CEO Sebastian Siemiatkowski has worked to improve Klarna’s prospects, including touting its use of generative artificial intelligence to slash expenses and headcount. The company returned to profitability in 2023, and its valuation is now roughly $15 billion, according to analysts, nearly matching the public market value of Affirm.

The OnePay deal is a “game changer” for Klarna, Siemiatkowski said in a release confirming the pact.

“Millions of people in the U.S. shop at Walmart every day — and now they can shop smarter with OnePay installment loans powered by Klarna,” he said. “We look forward to helping redefine checkout at the world’s largest retailer — both online and in stores.”

As part of the deal, OnePay can take a position in Klarna. In its F-1 filing, Klarna said it entered into a “commercial agreement with a global partner” in which it is giving warrants to purchase more than 15 million shares for an average price of $34 each. OnePay is the partner, people with knowledge of the deal confirmed.

For Affirm, the move is likely to be seen as a blow at a time when tech stocks are particularly vulnerable. Run by CEO Max Levchin, a PayPal co-founder, the company’s stock has surged and fallen since its 2021 IPO. The lender’s shares have dipped 18% this year before Monday.

Affirm executives frequently mention their partnerships with big merchants as a key driver of purchase volumes and customer acquisition. In November, Affirm’s chief revenue officer, Wayne Pommen, referred to Walmart and other tie-ups including those with Amazon, Shopify and Target as its “crown jewel partnerships.”

An Affirm spokesman had this statement: “We win business when merchants want superior performance and maximum value, given our underwriting and capital markets advantages.

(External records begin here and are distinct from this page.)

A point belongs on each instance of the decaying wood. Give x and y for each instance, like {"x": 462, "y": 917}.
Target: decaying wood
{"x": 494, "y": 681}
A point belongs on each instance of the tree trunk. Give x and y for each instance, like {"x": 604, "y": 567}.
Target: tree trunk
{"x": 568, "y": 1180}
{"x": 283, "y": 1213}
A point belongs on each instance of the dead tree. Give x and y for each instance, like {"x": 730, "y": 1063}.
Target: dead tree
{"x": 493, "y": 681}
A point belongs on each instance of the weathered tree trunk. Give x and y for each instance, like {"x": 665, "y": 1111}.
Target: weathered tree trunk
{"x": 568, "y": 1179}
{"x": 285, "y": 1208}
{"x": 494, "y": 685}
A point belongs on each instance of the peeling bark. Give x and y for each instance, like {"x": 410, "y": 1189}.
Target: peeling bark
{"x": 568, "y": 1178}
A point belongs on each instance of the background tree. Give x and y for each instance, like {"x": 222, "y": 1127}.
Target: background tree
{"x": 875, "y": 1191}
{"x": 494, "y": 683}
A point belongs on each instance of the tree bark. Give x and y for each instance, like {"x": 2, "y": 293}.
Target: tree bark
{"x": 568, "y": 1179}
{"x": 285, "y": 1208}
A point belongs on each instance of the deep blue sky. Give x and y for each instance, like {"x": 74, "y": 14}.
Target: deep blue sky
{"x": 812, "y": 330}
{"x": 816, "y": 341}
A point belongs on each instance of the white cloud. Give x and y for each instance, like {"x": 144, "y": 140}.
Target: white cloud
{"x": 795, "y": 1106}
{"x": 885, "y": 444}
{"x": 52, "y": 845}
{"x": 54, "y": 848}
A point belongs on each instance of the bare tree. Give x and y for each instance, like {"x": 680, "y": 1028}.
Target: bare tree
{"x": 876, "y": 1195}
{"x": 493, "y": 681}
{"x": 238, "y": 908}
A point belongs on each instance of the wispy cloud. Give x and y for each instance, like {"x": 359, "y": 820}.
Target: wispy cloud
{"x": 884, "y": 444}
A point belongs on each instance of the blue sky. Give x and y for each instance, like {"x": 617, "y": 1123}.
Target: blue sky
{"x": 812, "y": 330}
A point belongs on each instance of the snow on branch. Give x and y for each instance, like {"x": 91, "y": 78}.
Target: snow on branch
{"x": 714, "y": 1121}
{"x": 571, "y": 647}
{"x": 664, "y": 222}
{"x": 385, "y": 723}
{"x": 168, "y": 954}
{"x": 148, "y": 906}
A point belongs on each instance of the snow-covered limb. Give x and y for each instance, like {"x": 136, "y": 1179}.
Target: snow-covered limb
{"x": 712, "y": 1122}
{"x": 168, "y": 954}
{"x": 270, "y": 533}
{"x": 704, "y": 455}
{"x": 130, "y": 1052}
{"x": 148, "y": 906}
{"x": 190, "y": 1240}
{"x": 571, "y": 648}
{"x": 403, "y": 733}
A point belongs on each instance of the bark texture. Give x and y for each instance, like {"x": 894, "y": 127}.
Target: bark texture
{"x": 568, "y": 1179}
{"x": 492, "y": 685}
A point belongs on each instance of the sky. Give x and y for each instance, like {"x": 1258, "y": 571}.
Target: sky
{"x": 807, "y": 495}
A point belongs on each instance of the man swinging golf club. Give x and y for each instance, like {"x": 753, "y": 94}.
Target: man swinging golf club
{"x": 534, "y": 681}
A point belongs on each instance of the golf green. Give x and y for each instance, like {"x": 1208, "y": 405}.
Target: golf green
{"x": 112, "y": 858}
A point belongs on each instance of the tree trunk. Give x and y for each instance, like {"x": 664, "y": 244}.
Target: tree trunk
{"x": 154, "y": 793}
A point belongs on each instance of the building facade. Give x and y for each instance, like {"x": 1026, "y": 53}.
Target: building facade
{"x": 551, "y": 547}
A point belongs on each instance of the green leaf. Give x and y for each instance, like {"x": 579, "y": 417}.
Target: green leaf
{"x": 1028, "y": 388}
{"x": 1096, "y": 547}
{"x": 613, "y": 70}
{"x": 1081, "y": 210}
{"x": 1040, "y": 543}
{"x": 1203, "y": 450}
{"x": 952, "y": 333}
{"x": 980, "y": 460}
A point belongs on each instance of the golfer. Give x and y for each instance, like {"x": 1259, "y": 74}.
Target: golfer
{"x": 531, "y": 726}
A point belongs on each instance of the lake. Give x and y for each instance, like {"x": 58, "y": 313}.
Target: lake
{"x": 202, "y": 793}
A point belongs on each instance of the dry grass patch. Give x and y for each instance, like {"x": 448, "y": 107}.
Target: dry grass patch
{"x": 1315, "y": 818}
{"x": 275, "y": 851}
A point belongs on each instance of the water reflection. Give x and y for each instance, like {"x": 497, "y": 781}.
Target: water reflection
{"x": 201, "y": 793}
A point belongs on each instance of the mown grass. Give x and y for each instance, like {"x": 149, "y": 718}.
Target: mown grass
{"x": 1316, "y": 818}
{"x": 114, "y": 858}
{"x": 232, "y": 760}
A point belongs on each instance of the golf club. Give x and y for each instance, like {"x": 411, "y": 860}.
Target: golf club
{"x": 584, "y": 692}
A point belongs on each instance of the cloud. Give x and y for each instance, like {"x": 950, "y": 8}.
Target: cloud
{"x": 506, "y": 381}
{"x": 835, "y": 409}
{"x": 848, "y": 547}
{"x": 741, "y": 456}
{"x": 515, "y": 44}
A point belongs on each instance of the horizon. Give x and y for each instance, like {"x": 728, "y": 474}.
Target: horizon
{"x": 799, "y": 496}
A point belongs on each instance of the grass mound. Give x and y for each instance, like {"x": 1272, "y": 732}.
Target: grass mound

We will continue our long-term strategy of competing on our products and entering into sustainable partnerships.”

Everything app

The Walmart logo is displayed outside their store near Bloomsburg.

Paul Weaver | Lightrocket | Getty Images

OnePay’s push into consumer lending is expected to accelerate its conversion of Walmart customers into fintech app users. Cash-strapped consumers are increasingly relying on loans to meet their needs, and the installment loan is seen as a wedge to also offer users the banking, savings and payments features that OnePay has already built.

Americans held a record $1.21 trillion in credit card debt in the fourth quarter of last year, about $441 billion higher than balances in 2021, according to Federal Reserve Bank of New York data.

“It’s never been more important to give consumers simple and convenient ways to access fair credit at the point of sale,” said OnePay CEO Omer Ismail. “That’s especially true for the millions of people who turn to Walmart every week for everything.”

Next up is likely a OnePay-branded credit card offered with the help of a new banking partner after Walmart successfully exited its partnership with Capital One.

“We’re looking forward to going down this new path where not only can they provide installment credit … but also revolving credit,” Walmart CFO John David Rainey told investors in June.

— CNBC’s MacKenzie Sigalos and Melissa Repko contributed to this report.